Fridlind, A. M., NASA - Goddard Institute for Space Studies

Cloud Processes

Cloud Life Cycle

Fridlind AM, R Atlas, B van Diedenhoven, J Um, GM McFarquhar, AS Ackerman, EJ Moyer, and RP Lawson. 2016. "Derivation of physical and optical properties of mid-latitude cirrus ice crystals for a size-resolved cloud microphysics model." Atmospheric Chemistry and Physics, 16(11), 10.5194/acp-16-7251-2016.


To calculate the mass of cirrus crystals, image geometry was measured using the ICR software, and mass calculated from measured geometry.


Fall speeds of ice crystals using measured projected area and calculated mass are roughly twice as large as obtained from past literature (blue solid line versus dotted and dash-dotted black lines).


To calculate the mass of cirrus crystals, image geometry was measured using the ICR software, and mass calculated from measured geometry.
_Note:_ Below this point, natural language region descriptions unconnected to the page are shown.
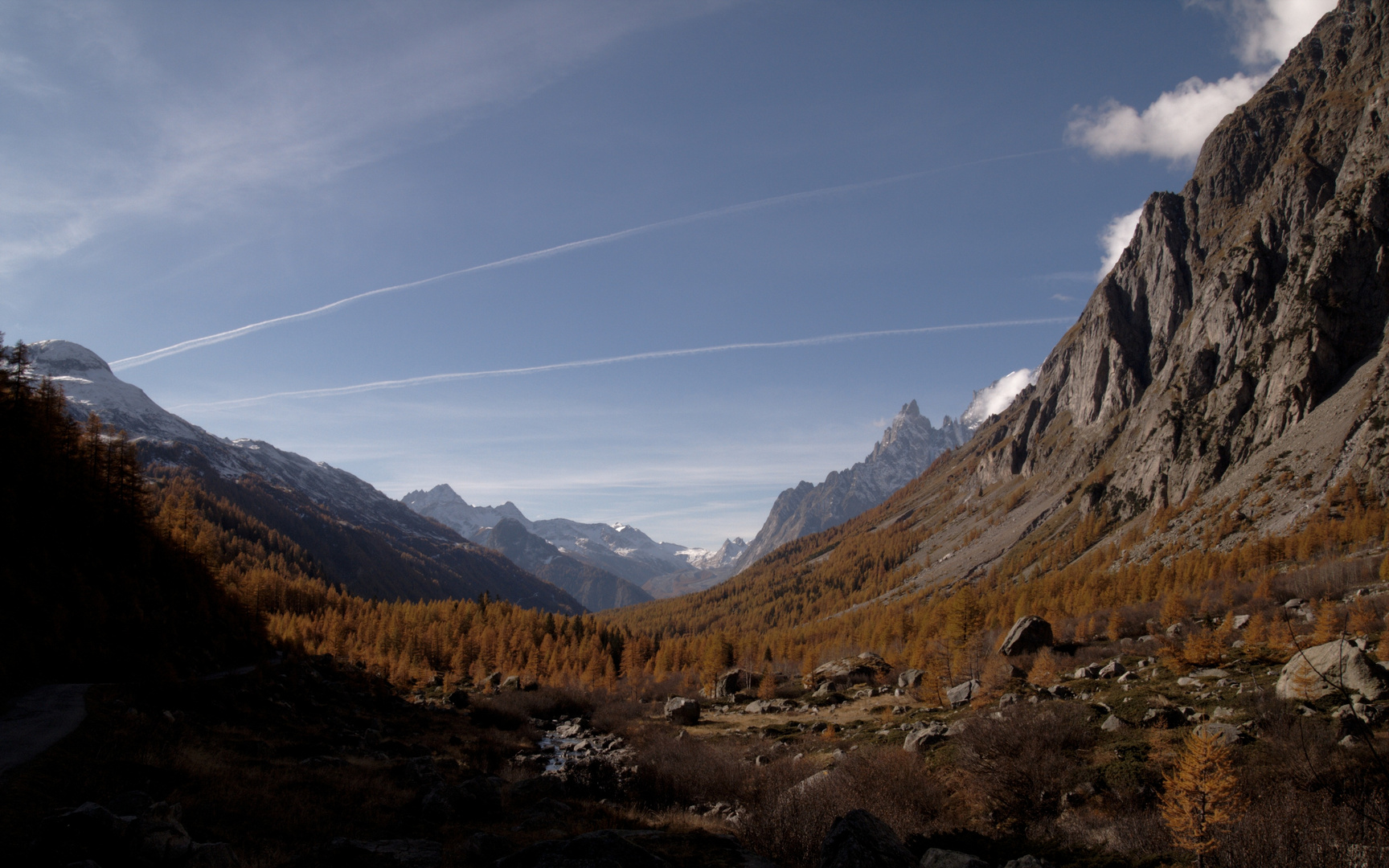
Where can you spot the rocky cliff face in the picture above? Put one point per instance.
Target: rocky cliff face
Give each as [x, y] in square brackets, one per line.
[1244, 303]
[908, 448]
[595, 588]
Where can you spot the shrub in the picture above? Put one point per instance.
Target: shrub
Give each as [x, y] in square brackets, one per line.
[1017, 767]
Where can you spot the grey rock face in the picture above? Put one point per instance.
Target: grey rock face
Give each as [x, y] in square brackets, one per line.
[866, 669]
[1028, 633]
[1333, 669]
[862, 841]
[963, 692]
[682, 711]
[1224, 734]
[927, 735]
[592, 587]
[908, 448]
[368, 542]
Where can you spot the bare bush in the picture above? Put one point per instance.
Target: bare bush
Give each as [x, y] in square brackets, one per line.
[675, 770]
[789, 810]
[1327, 581]
[1017, 768]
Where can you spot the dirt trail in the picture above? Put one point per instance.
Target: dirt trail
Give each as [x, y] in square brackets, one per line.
[38, 719]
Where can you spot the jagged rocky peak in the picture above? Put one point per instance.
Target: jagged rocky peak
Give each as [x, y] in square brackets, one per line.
[908, 448]
[1244, 303]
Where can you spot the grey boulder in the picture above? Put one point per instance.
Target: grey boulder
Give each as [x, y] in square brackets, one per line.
[1028, 633]
[682, 711]
[1335, 667]
[862, 841]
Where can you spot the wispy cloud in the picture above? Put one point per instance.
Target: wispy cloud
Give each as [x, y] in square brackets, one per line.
[1175, 125]
[589, 362]
[131, 362]
[1116, 238]
[141, 133]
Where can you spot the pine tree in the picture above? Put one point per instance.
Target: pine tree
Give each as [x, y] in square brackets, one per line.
[1202, 796]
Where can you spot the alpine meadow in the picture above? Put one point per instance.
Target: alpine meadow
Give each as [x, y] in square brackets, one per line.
[1125, 604]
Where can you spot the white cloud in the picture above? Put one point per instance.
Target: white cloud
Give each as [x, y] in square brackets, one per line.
[1116, 238]
[996, 396]
[1271, 28]
[148, 127]
[1175, 125]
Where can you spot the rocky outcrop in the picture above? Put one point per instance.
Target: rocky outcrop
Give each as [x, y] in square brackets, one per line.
[682, 711]
[1240, 305]
[1335, 667]
[866, 669]
[908, 448]
[862, 841]
[370, 543]
[1030, 633]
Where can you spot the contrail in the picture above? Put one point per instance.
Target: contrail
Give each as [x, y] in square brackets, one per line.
[613, 360]
[131, 362]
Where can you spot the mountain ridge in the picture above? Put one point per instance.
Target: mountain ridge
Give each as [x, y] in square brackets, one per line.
[364, 539]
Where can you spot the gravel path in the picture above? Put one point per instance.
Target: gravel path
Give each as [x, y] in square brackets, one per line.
[38, 719]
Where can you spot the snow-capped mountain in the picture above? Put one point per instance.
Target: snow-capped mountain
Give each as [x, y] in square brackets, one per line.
[996, 396]
[444, 505]
[908, 448]
[364, 539]
[703, 559]
[620, 549]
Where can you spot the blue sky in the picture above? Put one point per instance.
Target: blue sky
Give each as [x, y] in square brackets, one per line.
[175, 171]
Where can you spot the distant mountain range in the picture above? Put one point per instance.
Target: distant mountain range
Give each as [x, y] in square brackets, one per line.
[667, 570]
[592, 587]
[652, 568]
[906, 450]
[367, 542]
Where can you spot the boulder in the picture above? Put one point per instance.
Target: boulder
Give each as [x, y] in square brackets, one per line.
[927, 735]
[963, 694]
[606, 849]
[485, 849]
[1337, 667]
[866, 669]
[1163, 719]
[682, 711]
[213, 856]
[731, 682]
[1112, 724]
[404, 852]
[862, 841]
[950, 858]
[1225, 735]
[1028, 633]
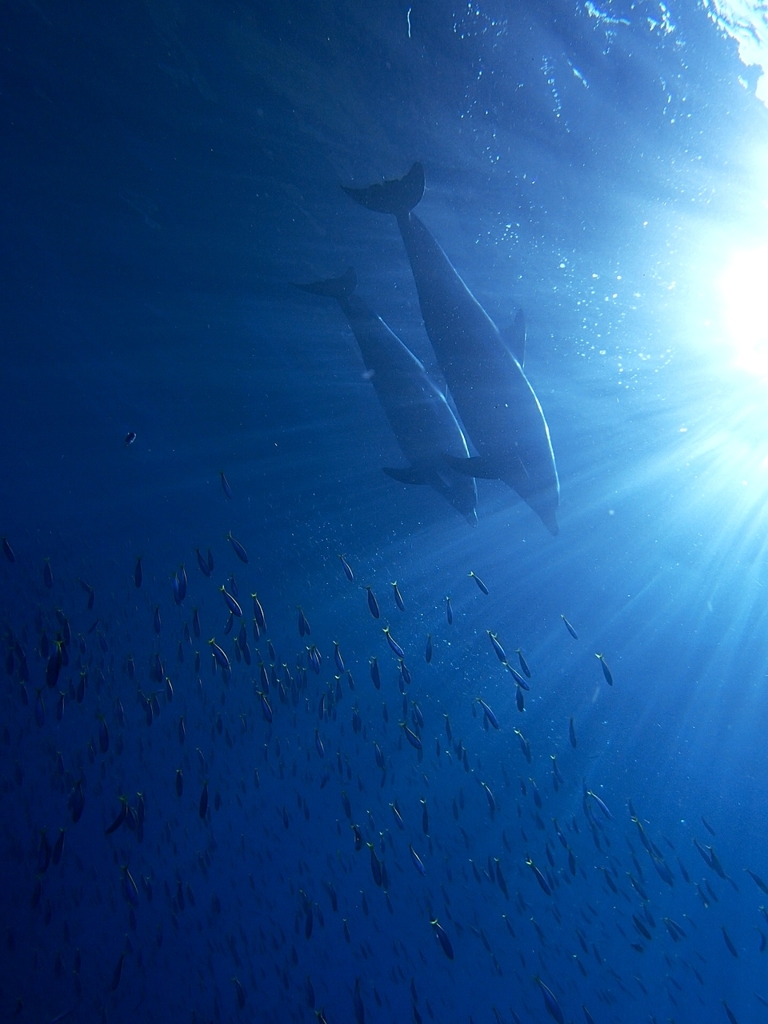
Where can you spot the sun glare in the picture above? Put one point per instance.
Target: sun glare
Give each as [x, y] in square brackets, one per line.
[743, 289]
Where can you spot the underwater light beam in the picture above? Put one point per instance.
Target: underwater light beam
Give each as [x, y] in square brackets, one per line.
[743, 289]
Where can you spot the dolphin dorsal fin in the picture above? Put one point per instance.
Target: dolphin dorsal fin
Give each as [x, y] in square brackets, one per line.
[514, 337]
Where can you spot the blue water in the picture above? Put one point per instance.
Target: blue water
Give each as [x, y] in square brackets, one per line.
[168, 171]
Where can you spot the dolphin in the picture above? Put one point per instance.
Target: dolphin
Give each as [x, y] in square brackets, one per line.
[495, 399]
[424, 424]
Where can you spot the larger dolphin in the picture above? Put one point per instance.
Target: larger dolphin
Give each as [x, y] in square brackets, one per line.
[495, 399]
[423, 422]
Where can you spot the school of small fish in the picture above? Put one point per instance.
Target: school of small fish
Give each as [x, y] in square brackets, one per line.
[290, 817]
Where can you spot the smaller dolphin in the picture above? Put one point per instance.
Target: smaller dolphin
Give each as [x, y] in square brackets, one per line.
[424, 424]
[483, 371]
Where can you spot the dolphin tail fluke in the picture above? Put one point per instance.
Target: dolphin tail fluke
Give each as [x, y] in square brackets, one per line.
[397, 197]
[334, 288]
[412, 474]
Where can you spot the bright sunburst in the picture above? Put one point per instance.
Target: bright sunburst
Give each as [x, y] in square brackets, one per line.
[743, 289]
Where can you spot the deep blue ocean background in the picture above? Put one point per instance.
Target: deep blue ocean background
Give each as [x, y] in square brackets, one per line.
[167, 171]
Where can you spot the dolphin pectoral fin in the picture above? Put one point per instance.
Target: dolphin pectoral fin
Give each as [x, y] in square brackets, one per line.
[397, 197]
[412, 474]
[514, 337]
[335, 288]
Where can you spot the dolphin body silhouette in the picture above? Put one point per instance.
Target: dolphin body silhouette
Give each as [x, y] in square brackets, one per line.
[497, 403]
[424, 424]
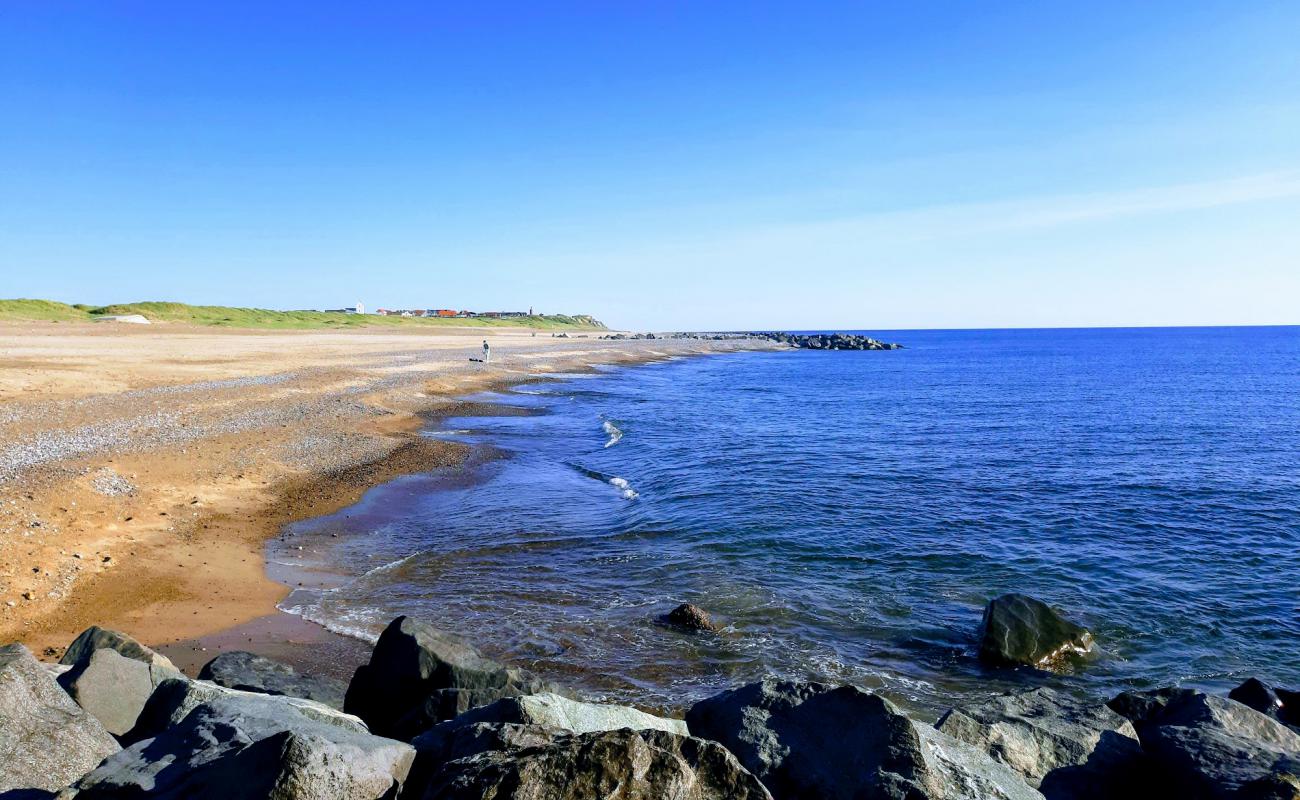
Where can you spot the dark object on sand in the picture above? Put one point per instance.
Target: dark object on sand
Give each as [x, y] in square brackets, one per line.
[692, 618]
[1022, 631]
[252, 673]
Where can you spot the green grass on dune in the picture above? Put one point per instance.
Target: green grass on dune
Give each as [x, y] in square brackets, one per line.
[228, 316]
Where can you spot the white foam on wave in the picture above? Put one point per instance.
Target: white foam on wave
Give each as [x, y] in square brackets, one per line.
[612, 432]
[624, 487]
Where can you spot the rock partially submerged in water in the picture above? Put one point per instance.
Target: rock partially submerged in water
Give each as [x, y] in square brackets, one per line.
[242, 744]
[1281, 704]
[828, 341]
[46, 739]
[624, 764]
[420, 675]
[692, 618]
[841, 743]
[1064, 747]
[252, 673]
[1018, 630]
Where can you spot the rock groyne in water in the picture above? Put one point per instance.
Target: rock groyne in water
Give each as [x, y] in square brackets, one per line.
[828, 341]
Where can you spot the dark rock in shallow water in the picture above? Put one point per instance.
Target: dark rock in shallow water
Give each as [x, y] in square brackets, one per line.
[1142, 708]
[1062, 747]
[1213, 748]
[235, 746]
[419, 675]
[96, 638]
[115, 687]
[690, 617]
[1279, 704]
[840, 743]
[1022, 631]
[628, 765]
[252, 673]
[46, 739]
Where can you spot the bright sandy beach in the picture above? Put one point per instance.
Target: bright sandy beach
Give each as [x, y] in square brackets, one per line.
[143, 468]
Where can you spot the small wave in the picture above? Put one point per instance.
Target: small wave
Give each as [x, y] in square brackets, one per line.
[624, 487]
[614, 433]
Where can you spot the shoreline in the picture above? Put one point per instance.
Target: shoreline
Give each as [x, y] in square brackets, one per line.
[180, 561]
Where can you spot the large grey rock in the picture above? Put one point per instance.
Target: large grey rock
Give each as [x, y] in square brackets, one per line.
[1140, 708]
[247, 746]
[624, 765]
[113, 687]
[252, 673]
[515, 722]
[1281, 704]
[173, 700]
[46, 739]
[1018, 630]
[554, 710]
[1210, 747]
[841, 743]
[420, 675]
[1062, 747]
[96, 638]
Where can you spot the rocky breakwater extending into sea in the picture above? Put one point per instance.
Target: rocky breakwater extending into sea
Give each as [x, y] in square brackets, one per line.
[827, 341]
[430, 717]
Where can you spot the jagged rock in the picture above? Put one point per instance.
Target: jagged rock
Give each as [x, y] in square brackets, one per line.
[113, 687]
[532, 720]
[1062, 747]
[419, 675]
[1281, 704]
[173, 700]
[841, 743]
[1210, 747]
[1140, 708]
[692, 618]
[242, 746]
[628, 765]
[96, 638]
[1022, 631]
[553, 710]
[46, 739]
[252, 673]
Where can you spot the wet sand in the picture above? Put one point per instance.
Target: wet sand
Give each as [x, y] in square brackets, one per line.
[142, 470]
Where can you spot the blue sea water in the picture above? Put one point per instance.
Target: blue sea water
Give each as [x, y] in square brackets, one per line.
[846, 515]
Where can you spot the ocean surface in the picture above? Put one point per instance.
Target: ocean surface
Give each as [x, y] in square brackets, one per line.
[846, 515]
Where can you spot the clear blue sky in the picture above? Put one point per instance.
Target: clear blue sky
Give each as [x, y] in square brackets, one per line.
[661, 164]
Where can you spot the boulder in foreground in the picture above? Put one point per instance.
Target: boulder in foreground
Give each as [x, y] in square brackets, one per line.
[1062, 747]
[1209, 747]
[624, 764]
[252, 673]
[113, 687]
[96, 638]
[46, 739]
[841, 743]
[420, 675]
[239, 746]
[1018, 630]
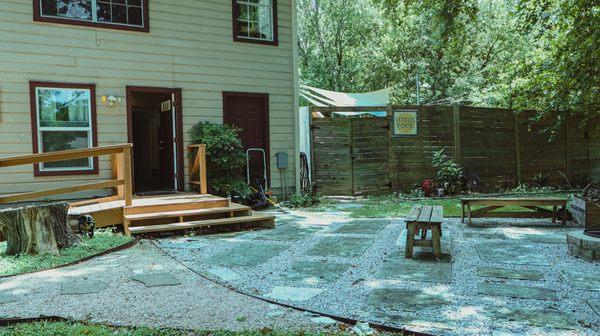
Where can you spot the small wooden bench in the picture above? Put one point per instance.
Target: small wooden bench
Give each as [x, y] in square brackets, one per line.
[421, 219]
[532, 203]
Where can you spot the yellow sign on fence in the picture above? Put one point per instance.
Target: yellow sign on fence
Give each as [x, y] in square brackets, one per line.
[405, 122]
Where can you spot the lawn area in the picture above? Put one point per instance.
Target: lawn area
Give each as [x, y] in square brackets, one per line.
[394, 206]
[102, 241]
[77, 329]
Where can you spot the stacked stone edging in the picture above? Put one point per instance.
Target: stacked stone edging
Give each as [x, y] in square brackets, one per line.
[583, 246]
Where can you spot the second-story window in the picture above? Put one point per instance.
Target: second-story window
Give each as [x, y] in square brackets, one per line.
[122, 14]
[255, 21]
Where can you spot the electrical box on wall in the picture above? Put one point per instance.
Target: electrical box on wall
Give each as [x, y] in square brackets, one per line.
[282, 160]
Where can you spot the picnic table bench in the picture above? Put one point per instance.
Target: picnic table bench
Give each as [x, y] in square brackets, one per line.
[532, 203]
[423, 218]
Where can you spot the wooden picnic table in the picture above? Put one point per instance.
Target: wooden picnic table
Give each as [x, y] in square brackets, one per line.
[421, 219]
[531, 203]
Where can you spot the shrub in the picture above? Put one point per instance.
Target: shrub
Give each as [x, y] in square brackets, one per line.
[225, 158]
[303, 200]
[448, 171]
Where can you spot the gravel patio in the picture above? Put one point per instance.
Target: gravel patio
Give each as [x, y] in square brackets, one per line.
[494, 279]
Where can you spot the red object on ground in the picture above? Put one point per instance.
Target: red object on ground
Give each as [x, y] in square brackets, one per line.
[428, 187]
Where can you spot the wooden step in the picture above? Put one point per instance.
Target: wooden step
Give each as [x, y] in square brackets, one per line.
[187, 213]
[215, 202]
[204, 223]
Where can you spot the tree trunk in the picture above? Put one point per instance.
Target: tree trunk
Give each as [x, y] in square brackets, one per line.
[37, 229]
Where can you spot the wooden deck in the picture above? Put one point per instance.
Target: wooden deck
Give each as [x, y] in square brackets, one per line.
[170, 213]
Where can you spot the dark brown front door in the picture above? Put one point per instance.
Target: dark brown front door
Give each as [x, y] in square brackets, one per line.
[250, 112]
[154, 125]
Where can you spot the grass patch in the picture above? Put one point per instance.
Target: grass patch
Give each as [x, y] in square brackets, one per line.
[102, 241]
[77, 329]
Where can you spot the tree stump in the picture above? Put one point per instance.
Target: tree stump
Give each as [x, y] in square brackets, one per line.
[37, 229]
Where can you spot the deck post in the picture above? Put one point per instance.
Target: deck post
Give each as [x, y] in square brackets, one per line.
[203, 183]
[127, 187]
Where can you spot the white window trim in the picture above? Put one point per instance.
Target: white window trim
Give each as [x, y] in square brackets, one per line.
[95, 16]
[247, 22]
[41, 129]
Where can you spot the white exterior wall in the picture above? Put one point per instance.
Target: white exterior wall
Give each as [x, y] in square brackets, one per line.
[189, 46]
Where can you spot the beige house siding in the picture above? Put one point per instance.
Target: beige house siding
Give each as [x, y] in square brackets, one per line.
[189, 46]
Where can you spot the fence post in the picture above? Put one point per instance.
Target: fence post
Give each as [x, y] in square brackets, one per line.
[456, 124]
[517, 149]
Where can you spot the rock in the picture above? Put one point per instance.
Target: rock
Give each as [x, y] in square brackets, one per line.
[323, 320]
[363, 329]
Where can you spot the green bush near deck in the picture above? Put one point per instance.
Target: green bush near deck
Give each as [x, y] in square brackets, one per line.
[102, 241]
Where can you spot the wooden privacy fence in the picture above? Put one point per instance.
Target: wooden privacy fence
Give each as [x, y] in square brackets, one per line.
[121, 179]
[354, 156]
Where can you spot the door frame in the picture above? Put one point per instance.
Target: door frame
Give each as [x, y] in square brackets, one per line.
[267, 132]
[178, 122]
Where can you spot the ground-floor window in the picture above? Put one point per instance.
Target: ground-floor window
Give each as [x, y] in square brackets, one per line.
[63, 118]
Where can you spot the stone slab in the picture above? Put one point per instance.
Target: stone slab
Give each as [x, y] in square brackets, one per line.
[224, 273]
[546, 237]
[156, 279]
[290, 232]
[595, 306]
[314, 272]
[391, 299]
[245, 254]
[362, 227]
[511, 253]
[351, 247]
[581, 279]
[293, 293]
[423, 322]
[82, 287]
[548, 318]
[416, 270]
[522, 292]
[7, 297]
[519, 274]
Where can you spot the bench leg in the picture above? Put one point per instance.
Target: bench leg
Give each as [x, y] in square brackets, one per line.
[469, 213]
[410, 239]
[435, 237]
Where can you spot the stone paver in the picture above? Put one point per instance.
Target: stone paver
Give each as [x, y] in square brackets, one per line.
[416, 270]
[7, 297]
[540, 318]
[82, 287]
[505, 273]
[335, 246]
[386, 299]
[224, 273]
[289, 232]
[314, 272]
[156, 279]
[580, 280]
[245, 254]
[362, 227]
[293, 293]
[523, 292]
[511, 253]
[595, 306]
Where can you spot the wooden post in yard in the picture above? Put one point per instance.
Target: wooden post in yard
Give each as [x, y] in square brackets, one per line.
[203, 182]
[127, 188]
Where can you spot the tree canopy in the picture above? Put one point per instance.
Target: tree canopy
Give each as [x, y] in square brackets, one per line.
[539, 54]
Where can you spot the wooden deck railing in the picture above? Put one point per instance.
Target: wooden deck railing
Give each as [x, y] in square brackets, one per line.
[197, 167]
[121, 179]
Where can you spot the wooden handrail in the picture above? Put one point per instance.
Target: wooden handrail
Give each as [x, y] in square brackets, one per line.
[197, 166]
[121, 179]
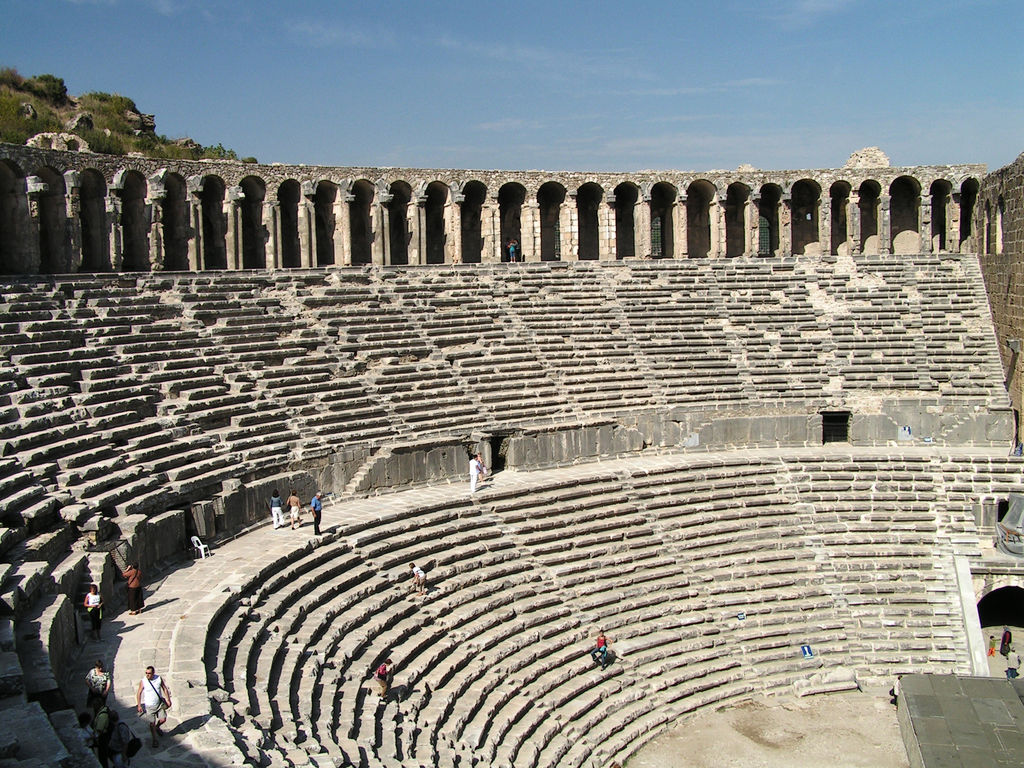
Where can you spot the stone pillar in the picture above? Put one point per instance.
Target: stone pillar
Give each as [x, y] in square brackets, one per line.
[641, 225]
[417, 229]
[718, 249]
[271, 222]
[196, 241]
[885, 225]
[785, 225]
[453, 241]
[232, 232]
[73, 217]
[377, 236]
[568, 230]
[853, 221]
[606, 231]
[385, 226]
[530, 240]
[925, 223]
[824, 224]
[952, 222]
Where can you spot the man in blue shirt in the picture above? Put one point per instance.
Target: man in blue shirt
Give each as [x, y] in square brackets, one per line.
[317, 507]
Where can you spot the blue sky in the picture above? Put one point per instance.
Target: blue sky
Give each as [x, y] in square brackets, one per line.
[591, 85]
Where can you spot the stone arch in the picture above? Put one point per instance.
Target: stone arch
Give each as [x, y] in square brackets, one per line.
[736, 197]
[474, 195]
[214, 226]
[940, 192]
[771, 196]
[289, 197]
[870, 196]
[436, 199]
[627, 195]
[134, 222]
[92, 217]
[398, 236]
[839, 223]
[904, 213]
[549, 201]
[805, 202]
[589, 198]
[53, 255]
[511, 198]
[175, 220]
[360, 223]
[664, 198]
[969, 199]
[324, 201]
[253, 231]
[13, 219]
[1003, 605]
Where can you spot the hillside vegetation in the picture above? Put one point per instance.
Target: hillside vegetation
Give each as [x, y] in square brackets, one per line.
[109, 123]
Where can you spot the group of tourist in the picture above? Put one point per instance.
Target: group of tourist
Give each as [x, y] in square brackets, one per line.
[102, 730]
[294, 505]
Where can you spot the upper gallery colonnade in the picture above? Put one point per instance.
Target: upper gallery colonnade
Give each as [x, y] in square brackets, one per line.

Fall speeds of ice crystals using measured projected area and calculated mass are roughly twice as large as obtained from past literature (blue solid line versus dotted and dash-dotted black lines).

Science

The fall speeds of high cirrus cloud crystals depend upon crystal mass, for which no direct measurements exist. Based on new measurements of crystal images, calculated mass yields fall speeds as a function of maximum particle dimension that are, surprisingly, roughly twice as large as derived in the most commonly used past studies.

Impact

High ice clouds cover large parts of the Earth and the extent to which they warm or cool the planet has been found to be sensitive to assumed fall speeds in past studies.

Summary

We embarked on this study in order to prepare internally consistent ice physical and optical properties, with an emphasis on the latter. We expected to corroborate past derivations of bullet rosette mass as a function of maximum dimension (a physical property of the ice), but instead we found substantially greater crystal masses. However, perhaps not surprisingly, we found generally similar projected areas, which are directly measured. We identified several likely sources of error. First, virtually no direct measurements of individual crystal mass exist for cirrus particles. Second, the maximum dimension commonly used for projected area is randomly oriented, whereas that used for idealized calculations of mass is true maximum dimension; we find that randomly oriented maximum dimension is substantially smaller. Finally, large uncertainties are expected in particle mass derived from measured particle size distributions and total ice mass, and such measurement uncertainties (in both bin-wise number concentration and total ice mass) have remained essentially uncharacterized in literature to date.